Last one decade or so has also seen emergence of a new class of weapons known as directed energy weapons (DEWs) leading to enhanced global interest from scientists and engineers in DEWs’ development. Lasers, high-power microwaves and high-energy particle beams have been exploited for DEW development. These weapons, with the exception of particle beam weapons (PBWs) and laser-induced plasma channel (LIPC) weapons, generate streams of electromagnetic energy that can be precisely directed over long distances to disable or destroy intended targets.

After decades of research and development, directed energy weapons (DEWs) are now becoming an operational reality. This has been possible due to their unique characteristics that potentially enable new concepts of military operation and also because there has been considerable progress over the past two decades in developing relevant technologies such as power sources, beam-control concepts and pointing and tracking techniques. For these applications, lethal energy from a high-power laser or a source of high-power microwaves or high-energy particle beam is delivered to the targets for causing either neutralisation of electro-optic sensors onboard the target platform or structural damage to the target itself.

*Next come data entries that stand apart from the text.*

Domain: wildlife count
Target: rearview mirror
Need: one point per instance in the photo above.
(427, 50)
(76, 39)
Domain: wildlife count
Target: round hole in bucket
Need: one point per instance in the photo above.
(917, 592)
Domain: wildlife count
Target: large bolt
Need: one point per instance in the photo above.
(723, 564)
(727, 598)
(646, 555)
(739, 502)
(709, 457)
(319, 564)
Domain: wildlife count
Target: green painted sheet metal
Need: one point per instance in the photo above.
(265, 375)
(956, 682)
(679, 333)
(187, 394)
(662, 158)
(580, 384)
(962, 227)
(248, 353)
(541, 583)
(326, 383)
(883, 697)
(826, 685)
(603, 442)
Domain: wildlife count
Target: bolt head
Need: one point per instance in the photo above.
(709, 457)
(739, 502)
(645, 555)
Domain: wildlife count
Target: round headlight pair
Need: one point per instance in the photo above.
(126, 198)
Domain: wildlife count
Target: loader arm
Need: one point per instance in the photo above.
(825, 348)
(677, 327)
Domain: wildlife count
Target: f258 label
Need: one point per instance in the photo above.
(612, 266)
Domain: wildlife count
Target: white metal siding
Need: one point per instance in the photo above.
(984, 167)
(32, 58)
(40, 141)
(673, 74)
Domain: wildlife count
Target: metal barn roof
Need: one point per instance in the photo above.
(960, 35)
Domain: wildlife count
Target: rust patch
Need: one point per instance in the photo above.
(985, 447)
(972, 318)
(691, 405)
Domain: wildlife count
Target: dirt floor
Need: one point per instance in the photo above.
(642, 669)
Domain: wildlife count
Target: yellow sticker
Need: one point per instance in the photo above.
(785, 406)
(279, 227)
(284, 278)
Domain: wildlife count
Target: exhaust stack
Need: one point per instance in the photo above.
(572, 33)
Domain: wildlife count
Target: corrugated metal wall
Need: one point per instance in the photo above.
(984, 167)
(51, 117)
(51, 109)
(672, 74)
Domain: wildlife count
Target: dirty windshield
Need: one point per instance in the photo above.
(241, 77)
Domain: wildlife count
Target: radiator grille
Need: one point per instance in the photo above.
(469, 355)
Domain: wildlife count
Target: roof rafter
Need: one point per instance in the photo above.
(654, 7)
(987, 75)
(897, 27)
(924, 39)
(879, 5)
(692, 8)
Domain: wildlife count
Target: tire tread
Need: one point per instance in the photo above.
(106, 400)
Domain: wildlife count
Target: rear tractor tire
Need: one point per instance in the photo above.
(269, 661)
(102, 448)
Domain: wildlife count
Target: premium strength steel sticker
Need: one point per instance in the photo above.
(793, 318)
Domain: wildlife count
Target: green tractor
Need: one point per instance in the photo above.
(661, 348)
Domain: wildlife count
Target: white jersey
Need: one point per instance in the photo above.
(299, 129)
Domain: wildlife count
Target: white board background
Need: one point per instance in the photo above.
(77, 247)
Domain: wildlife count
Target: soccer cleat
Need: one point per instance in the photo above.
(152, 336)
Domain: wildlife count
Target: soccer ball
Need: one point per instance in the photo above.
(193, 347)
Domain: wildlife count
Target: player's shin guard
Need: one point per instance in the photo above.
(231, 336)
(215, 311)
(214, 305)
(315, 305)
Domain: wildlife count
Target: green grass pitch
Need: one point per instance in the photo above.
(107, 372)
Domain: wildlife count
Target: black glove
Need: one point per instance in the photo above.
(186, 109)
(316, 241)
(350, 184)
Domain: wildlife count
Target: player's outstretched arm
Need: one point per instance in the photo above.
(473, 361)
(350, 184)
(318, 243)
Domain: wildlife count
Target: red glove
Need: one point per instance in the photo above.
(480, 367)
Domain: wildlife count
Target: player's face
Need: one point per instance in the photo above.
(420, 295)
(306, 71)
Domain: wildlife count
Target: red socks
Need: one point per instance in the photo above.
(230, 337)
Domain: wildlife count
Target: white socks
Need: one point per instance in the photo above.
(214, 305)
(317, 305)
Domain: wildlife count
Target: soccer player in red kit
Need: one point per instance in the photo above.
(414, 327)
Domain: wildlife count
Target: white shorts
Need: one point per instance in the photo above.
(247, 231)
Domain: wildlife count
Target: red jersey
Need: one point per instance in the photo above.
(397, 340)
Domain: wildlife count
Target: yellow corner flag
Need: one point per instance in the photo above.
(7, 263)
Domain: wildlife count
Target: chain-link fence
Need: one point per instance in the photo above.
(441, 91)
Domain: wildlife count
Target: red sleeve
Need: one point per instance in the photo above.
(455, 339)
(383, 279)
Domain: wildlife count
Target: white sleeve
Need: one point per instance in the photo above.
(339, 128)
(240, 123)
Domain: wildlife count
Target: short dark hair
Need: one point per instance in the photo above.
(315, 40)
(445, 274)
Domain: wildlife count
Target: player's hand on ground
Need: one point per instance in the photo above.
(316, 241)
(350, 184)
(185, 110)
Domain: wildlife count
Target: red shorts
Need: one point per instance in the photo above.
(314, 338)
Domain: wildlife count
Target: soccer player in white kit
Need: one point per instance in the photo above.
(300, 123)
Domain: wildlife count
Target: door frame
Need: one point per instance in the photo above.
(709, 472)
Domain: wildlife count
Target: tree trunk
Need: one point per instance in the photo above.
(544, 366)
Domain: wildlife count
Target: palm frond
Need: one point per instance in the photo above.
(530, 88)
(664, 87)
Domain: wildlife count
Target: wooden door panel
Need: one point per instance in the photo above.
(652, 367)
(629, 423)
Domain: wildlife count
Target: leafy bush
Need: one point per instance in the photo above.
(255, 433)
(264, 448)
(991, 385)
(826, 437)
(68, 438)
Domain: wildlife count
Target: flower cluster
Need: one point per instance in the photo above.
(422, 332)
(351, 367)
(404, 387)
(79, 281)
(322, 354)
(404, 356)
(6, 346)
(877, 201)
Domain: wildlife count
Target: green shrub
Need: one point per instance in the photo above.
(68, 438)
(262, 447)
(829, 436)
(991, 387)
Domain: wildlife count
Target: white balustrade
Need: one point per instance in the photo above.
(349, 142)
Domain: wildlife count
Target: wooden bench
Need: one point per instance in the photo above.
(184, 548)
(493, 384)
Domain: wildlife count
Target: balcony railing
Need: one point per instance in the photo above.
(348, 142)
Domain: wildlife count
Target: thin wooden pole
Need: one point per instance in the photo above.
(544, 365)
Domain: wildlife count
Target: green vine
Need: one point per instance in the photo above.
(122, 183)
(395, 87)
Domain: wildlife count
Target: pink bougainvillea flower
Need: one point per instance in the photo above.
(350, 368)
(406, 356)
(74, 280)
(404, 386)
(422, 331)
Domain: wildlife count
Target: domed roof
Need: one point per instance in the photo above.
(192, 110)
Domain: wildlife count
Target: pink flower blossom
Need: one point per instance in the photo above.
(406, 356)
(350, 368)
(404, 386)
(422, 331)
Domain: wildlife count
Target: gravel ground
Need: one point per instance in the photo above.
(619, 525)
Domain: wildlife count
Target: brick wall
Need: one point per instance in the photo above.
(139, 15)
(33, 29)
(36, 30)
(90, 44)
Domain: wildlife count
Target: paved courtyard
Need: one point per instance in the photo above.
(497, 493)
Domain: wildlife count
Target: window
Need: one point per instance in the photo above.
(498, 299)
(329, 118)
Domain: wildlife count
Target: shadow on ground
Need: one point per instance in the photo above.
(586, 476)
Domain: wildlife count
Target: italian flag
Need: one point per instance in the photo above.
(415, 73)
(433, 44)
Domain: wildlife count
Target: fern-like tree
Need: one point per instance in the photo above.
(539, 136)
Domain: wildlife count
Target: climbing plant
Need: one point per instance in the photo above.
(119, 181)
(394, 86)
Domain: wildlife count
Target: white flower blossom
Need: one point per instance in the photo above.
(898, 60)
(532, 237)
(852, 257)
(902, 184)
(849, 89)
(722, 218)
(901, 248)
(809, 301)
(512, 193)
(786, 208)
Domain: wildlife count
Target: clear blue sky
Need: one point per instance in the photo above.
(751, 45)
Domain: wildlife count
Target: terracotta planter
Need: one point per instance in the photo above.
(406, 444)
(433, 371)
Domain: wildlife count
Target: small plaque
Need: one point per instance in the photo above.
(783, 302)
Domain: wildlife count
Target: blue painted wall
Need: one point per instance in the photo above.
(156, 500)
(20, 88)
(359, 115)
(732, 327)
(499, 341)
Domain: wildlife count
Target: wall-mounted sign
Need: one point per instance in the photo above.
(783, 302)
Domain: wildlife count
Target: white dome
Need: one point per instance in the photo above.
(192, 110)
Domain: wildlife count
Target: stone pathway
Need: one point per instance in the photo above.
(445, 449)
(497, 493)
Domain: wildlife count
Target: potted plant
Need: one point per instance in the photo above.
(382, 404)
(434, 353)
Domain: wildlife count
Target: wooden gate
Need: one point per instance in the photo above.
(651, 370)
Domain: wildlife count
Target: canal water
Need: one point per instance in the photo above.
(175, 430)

Directed Energy Weapons (DEWs)

A directed energy weapons (DEW) system, with the exception of LIPC weapons, primarily uses directed energy in the form of concentrated beam of electromagnetic energy, or atomic or subatomic particles in the targeted direction to cause intended damage to the enemy’s equipment, facilities and personnel. Intended damage could be lethal or non-lethal.

Ever since H.G. Wells published War of the Worlds in 1898, directed energy weapons (DEWs)directed energy weapons have been a recurring theme in science fiction literature. Idea of a death ray, which can instantly destroy or burn a target at a distance, in fact, dates back to a belief that Archimedes used a burning glass to set afire Roman ships during the siege of Syracuse in 212 B.C. Although many images of the death ray depict Archimedes with a parabolic mirror, use of a set of individual flat mirrors appropriately positioned seemed to be a more practical implementation of the concept (Fig. 1).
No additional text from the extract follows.